無教会においては、この《恩寵義認》は、洗礼・聖餐を救いの条件としない無条件の救済論に直結する。

無教会は明確に、恩寵義認に基(もと)づく《無条件救済論》に立つ。

そして無条件の救済論は、本当に喜ばしい《福音》としての《万人救済》を予想させる(注7)

 

一方、制度教会(プロテスタント諸教会)は、洗礼・聖餐式にあずかることを事実上、救いの条件とする「条件付き」救済論に立脚している(注8)

条件付き救済論は、《祭儀(さいぎ)宗教の残滓(ざんしを混じた救済論であり、純福音と呼ぶことはできない

6. 人間の序列化-《求道者》と《教会員》

条件付き救済論は、教会の儀礼(洗礼・聖餐を中心とするサクラメント)の受容程度に応じて、しばしば人を区分し、序列化し、ときに分断する。

 

制度教会においては、洗礼を受けていない者は《求道者》と呼ばれ、洗礼を受けた《教会員》(「救われた人間」)とは、明確に区別される。

 

求道者は、あくまでも「信者見習い」(「まだ、救われていない人間」)であって、洗礼を受けて初めて「一人前」と見なされる。

この「区別」は、容易に《差別》に転化する。

7. 「聖餐式」の排他性

実際、日本で最も大きいキリスト教団の規約(教憲・戒規)は、「聖餐は、バプテスマ(洗礼)を受けた信徒があずかるものとする」と定めている(準則第8条①、( )内は補足)。

 

この規定を盾に、この教団本部は各教会に対し実質的に、洗礼を受けていない《求道者》が聖餐にあずかることを禁止するとともに、これに従わない教職(牧師)は排除する方針をとっている。

 

確かに、教団本部の公式見解に反して、非受洗者の陪餐(ばいさん)を許可している各個教会も少数ある。

 

だが教団執行部は、未洗礼者への聖餐開放を公けにした牧師に対し、免職処分で応じている。

(2010年1月26日、当時、横浜市のK教会の牧師であった北村慈郎氏に対し「牧師職免職の戒規処分」が下された。新教コイノニア Vol. 31『戒規か対話か』新教出版社参照)

 

このように、制度教会の聖餐排他的、かつ閉鎖的な面があることは、否定しがたいであろう

8. イエスの開かれた食卓

聖餐式根拠は、イエスと弟子たちでもたれた《最後の晩餐》とされる(マルコ 14:22~25)。

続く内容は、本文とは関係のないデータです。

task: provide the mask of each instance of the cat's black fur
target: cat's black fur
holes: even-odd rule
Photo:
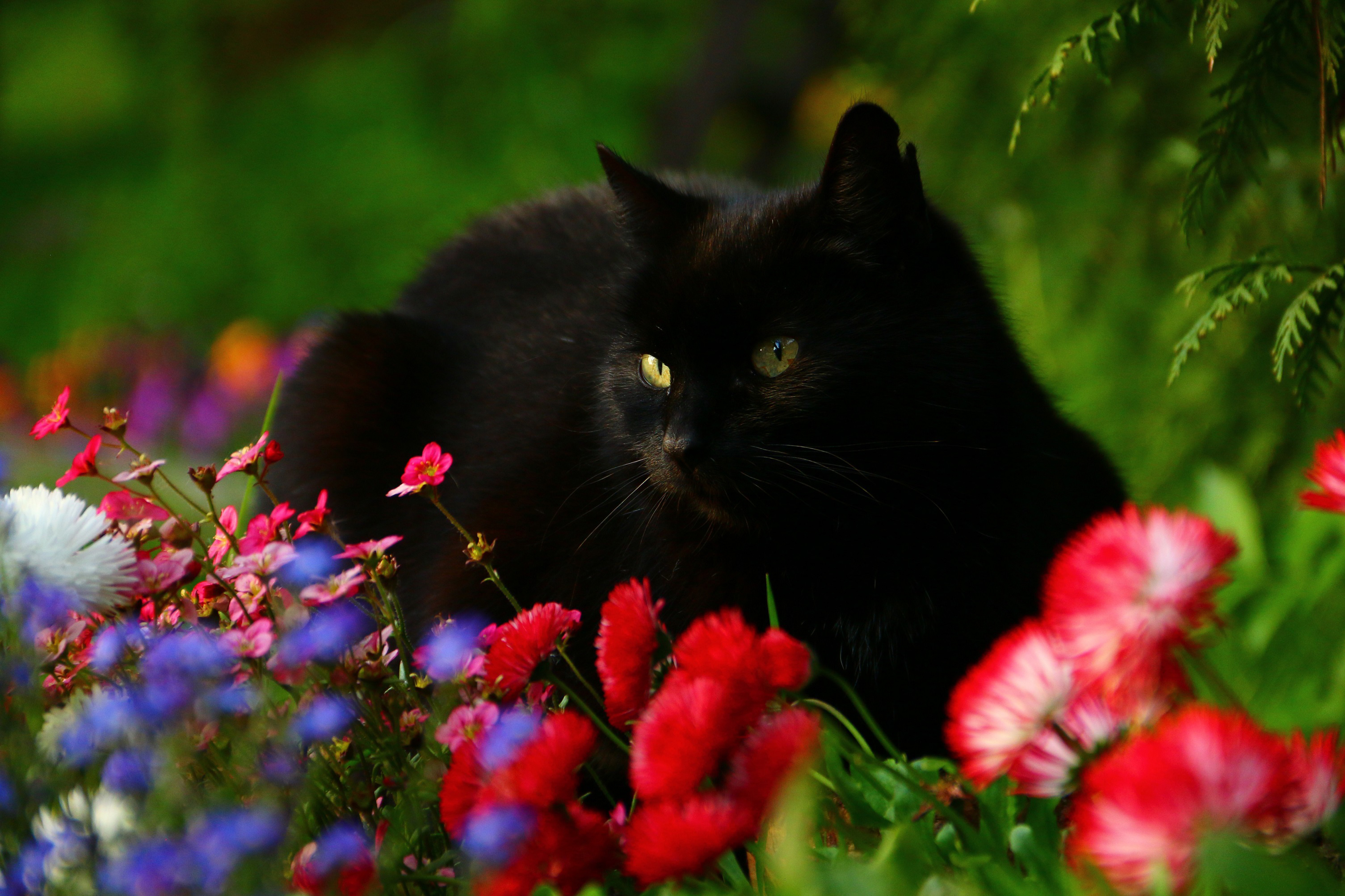
[[[948,690],[1036,607],[1053,549],[1122,485],[1009,336],[913,146],[862,103],[819,184],[660,181],[600,148],[609,185],[514,206],[451,242],[394,310],[342,317],[286,386],[281,494],[321,488],[342,535],[399,533],[414,619],[508,617],[421,497],[408,457],[455,457],[444,501],[498,539],[526,603],[584,611],[648,576],[674,633],[738,604],[858,685],[912,752]],[[796,365],[757,375],[764,339]],[[672,371],[660,391],[642,353]]]

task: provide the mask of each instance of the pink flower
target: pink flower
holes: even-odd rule
[[[659,643],[659,609],[650,580],[631,579],[612,588],[597,627],[597,676],[607,717],[617,729],[633,721],[650,701],[650,661]]]
[[[406,461],[406,470],[402,473],[402,484],[387,493],[387,497],[401,497],[420,492],[426,485],[438,485],[444,481],[444,474],[453,465],[453,455],[447,454],[436,442],[425,446],[425,450]]]
[[[1056,555],[1044,621],[1083,685],[1119,707],[1146,704],[1184,680],[1171,649],[1213,621],[1219,567],[1236,552],[1231,537],[1185,510],[1127,504],[1100,513]]]
[[[113,482],[130,482],[132,480],[148,480],[155,474],[160,466],[167,463],[167,461],[145,461],[143,463],[137,462],[130,466],[125,473],[118,473],[112,477]]]
[[[512,700],[523,693],[537,664],[551,656],[561,638],[580,625],[580,611],[538,603],[495,630],[486,654],[486,684]]]
[[[1295,732],[1289,742],[1290,774],[1297,798],[1290,809],[1289,833],[1302,836],[1336,814],[1345,793],[1345,752],[1334,731],[1318,731],[1311,740]]]
[[[257,458],[261,453],[266,450],[266,439],[270,438],[270,433],[262,433],[261,438],[246,447],[241,447],[229,455],[225,465],[219,467],[219,473],[215,474],[215,481],[225,478],[230,473],[237,473],[238,470],[246,470],[257,463]]]
[[[1193,704],[1084,771],[1067,852],[1122,893],[1153,889],[1159,873],[1180,892],[1201,836],[1275,836],[1293,791],[1279,737],[1239,712]]]
[[[229,549],[233,548],[233,543],[229,540],[229,533],[238,531],[238,510],[233,504],[226,506],[219,512],[219,525],[215,527],[215,537],[210,543],[210,548],[206,553],[210,556],[210,562],[219,566],[225,562],[225,556]]]
[[[81,476],[98,476],[98,449],[102,447],[102,437],[95,435],[89,439],[89,445],[85,446],[79,454],[70,462],[70,469],[61,474],[56,480],[56,488],[66,485],[78,480]]]
[[[140,576],[136,594],[157,594],[167,591],[200,570],[191,548],[180,551],[160,551],[152,560],[137,560],[136,574]]]
[[[219,635],[219,646],[235,657],[265,657],[276,635],[270,619],[257,619],[246,629],[230,629]]]
[[[499,717],[500,708],[488,700],[464,704],[448,713],[448,720],[434,729],[434,740],[456,752],[468,740],[490,731]]]
[[[327,582],[308,586],[299,592],[299,599],[305,607],[317,607],[354,594],[363,580],[363,571],[359,567],[351,567],[339,575],[328,576]]]
[[[272,541],[257,553],[247,553],[238,557],[238,562],[219,571],[225,579],[239,576],[245,572],[266,578],[276,570],[297,559],[299,553],[293,544],[285,541]]]
[[[67,407],[69,403],[70,403],[70,387],[67,386],[63,390],[61,390],[61,395],[56,396],[56,403],[51,406],[51,410],[47,411],[47,414],[44,414],[43,416],[38,418],[38,422],[32,424],[32,429],[28,431],[28,434],[35,439],[42,439],[51,435],[56,430],[70,426],[70,408]]]
[[[1030,619],[1001,637],[954,688],[946,736],[978,787],[1009,772],[1021,793],[1057,797],[1081,759],[1057,725],[1091,750],[1118,723],[1100,700],[1080,697],[1071,664]]]
[[[1313,466],[1305,476],[1322,490],[1307,489],[1299,494],[1303,506],[1345,513],[1345,433],[1336,430],[1332,441],[1317,443]]]
[[[331,510],[327,508],[327,489],[323,489],[317,493],[317,504],[313,505],[313,509],[299,514],[299,531],[295,532],[295,539],[301,539],[309,532],[323,528],[328,516],[331,516]]]
[[[98,510],[109,520],[167,520],[168,510],[130,492],[108,492]]]
[[[332,556],[334,560],[370,560],[382,556],[387,548],[402,540],[399,535],[390,535],[386,539],[374,541],[358,541],[347,545],[344,551]]]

背後に、また、その基層にある《イエスの共食(きょうしょく)》は、平等かつ平和で、無限の交わりの可能性に開かれたものであった。

(荒井献著『初期キリスト教の霊性』岩波書店、2009年、68項参照)

当時のユダヤ教社会で「汚(けが)れている者」と見なされた人々や、律法(神の戒め)や神殿儀礼を守らない・守れない《罪人》、《徴税人》、娼婦たちを、イエスは分け隔(へだ)てなく、ご自身の食卓へと招いた。(マルコ 2:15~17、マタイ 11:19)

 

イエスの共食》は《神の国の祝宴》の先取りであり、《神の国》の到来を表現する、行動によるメッセージだったのだ。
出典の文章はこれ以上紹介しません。